The insight into the dark side. I. The pitfalls of the dark halo parameters estimation

TL;DR

This study investigates the reliability of dark matter halo parameter estimates from galaxy rotation curves, revealing significant uncertainties due to degeneracies and data limitations, but finds halo mass estimates within optical radii to be more dependable.

Contribution

It demonstrates the limitations of current mass-modelling methods for dark halo parameters and proposes that halo mass within optical radii can be reliably estimated without fixing mass-to-light ratios.

Findings

Dark halo parameters are highly uncertain due to degeneracies.

Lack of data in galaxy centers or outskirts affects parameter estimates.

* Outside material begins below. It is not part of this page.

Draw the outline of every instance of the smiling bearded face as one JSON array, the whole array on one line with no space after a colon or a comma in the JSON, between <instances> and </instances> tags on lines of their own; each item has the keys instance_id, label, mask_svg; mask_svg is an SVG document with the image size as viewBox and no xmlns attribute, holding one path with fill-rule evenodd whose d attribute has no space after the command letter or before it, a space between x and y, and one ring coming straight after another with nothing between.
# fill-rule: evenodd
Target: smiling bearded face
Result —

Halo mass within optical radius can be accurately determined.

Abstract

We examined the reliability of estimates of pseudoisothermal, Burkert and NFW dark halo parameters for the methods based on the mass-modelling of the rotation curves.To do it we constructed the $\chi^2$ maps for the grid of the dark matter halo parameters for a sample of 14 disc galaxies with high quality rotation curves from THINGS. We considered two variants of models in which: a) the mass-to-light ratios of disc and bulge were taken as free parameters, b) the mass-to-light ratios were fixed in a narrow range according to the models of stellar populations. To reproduce the possible observational features of the real galaxies we made tests showing that the parameters of the three halo types change critically in the cases of a lack of kinematic data in the central or peripheral areas and for different spatial resolutions. We showed that due to the degeneracy between the central densities and the radial scales of the dark haloes there are considerable uncertainties of their concentrations estimates. Due to this reason it is also impossible to draw any firm conclusion about universality of the dark halo column density based on mass-modelling of even a high quality rotation curve. The problem is not solved by fixing the density of baryonic matter. In contrast, the estimates of dark halo mass within optical radius are much more reliable. We demonstrated that one can evaluate successfully the halo mass using the pure best-fitting method without any restrictions on the mass-to-light ratios.